Chef Atul Kochhar’s comment on Priyanka Chopra’s twitter handle has created a storm. and it refuses to die down.
A lapse in judgement and a backlash with irrevocable consequences. London-based Michelin star chef Atul Kochhar’s comment on Priyanka Chopra’s twitter handle that took a dig at her, has had huge repercussions. The chef immediately realised his folly, and retracted the statement, apologising profusely. But society is unforgiving. Kochhar’s deemed Islamophobic comment had journalist Rana Ayyub up in arms, “This has not been a one off statement. The times we live in, online hate is manifesting offline with lynchings and murders. Celebrities have a bigger role in ensuring diversity and a peaceful co-existence,” Rana had tweeted. True, that.
Columnist and novelist Shobhaa De feels such remarks should not be made on a public forum and the price he is paying is too harsh, “It’s an extreme reaction to a thoughtless and insensitive comment. While there is no justification whatsoever for Atul’s tweet, I believe he has a right to express himself, same as everybody else. The price he is paying for that offensive tweet is way too high. He could have been warned, ticked off by the management — not sacked!”

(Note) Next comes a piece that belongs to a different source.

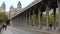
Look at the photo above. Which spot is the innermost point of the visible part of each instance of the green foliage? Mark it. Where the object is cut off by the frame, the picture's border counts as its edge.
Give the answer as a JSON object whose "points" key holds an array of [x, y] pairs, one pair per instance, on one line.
{"points": [[3, 17]]}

It is a point to ponder over the extreme reactions. Easily provocated, his grave mistake has cost the chef. And an apology does not alleviate hurt sentiment. Shah Faesal, a Mason fellow HKS Harvard University tweeted, “Recall Ta’if. The spirit of Islam is forgiveness, not retribution. Now that @atulkochhar has apologised and withdrawn his Islamophobic comments, Muslims must set a healthy precedent and leave it there. Intolerance has to be fought with tolerance.” But no one wants to give bigots another chance. Or forgiveness.
Chef Abhijit Saha of Fava and Caperberry feels, “Social media is a double edged sword and can hurt you if not used correctly! Getting caught on the wrong side of the law in a foreign country can be a traumatic experience, and lead to unexpected consequences. I hope Atul’s apology is accepted with grace. This is sad.”
Sad, yes. Yet, the reaction could have been more sagacious. Columnist Mehr Tarar tweeted a call to forgive, “As a Muslim I found Atul Kochhar’s tweet very misguided and deeply offensive. As a Muslim I believe his apology must be accepted. The Quran lays huge emphasis on the virtue of remorse, apology, forgiveness. One of Allah’s traits: His forgiveness. Log kaun hain na maaf karne wale.”
Kochhar’s statement was in response to Chopra’s apology for an episode of the television series Quantico where she uncovers a terror plot by Hindu nationalists. There are even calls to prosecute him for his anti-Islam comments, and Kochhar’s contrite words, “It was a major error made in the heat of the moment. I fully recognise my inaccuracies that Islam was founded around 1,400 years ago and I sincerely apologise. I am not Islamophobic, I deeply regret my comments that have offended many,” is of no avail, and has now taken a life of its own, fuelled by hurtful rhetoric.
Manu Chandra, chef partner Monkey Bar, Toast & Tonic, and executive chef Olive Beach says, “It’s unfortunate how this has blown up to a point that many people’s employment is at stake. I cannot support bigotry in any way; but to err is human, and we must learn to forgive.”
Sanchez executive chef Chef Vikas Seth is saddened, “It takes more than a lifetime to achieve what Chef Kochhar has achieved with his food. Really sad to see him getting trolled even after his repetitive apologies! Hope people understand! Forgiveness and peace!”
A public forum needs to be handled with extreme sensitivity and care and Chef Arzooman Irani thinks this incident sets a precedent, “My chef brother made a mistake. He should be forgiven. He had a temporary lack of judgement. He is paying for his mistake. The (reaction) may be extreme but I feel it sets a strict precedent... People who are in the public eye have to be extra careful of what they say.”
The London-based chef has even had customers expressing their anger on his London restaurant Benares’ website. Sociologist Sowrabha C brings the focus on learning from mistakes, “To err is human but once a person realises the mistake and apologises, and changes for the better, I think the system has to permit it. Everyone is prone to making mistakes. The thing is to grow out of the mistakes. That is what our system has to work on. Having said this, one cannot antagonise natives. One should know their limits. People are waiting for a chance to put the other down. This is where people should deal with things carefully. You live in society, and that is where your behaviour is determined and defined. So it’s very important you act as a member and not as an individual. At the end of the day, one is part of a group and has to be cautious.”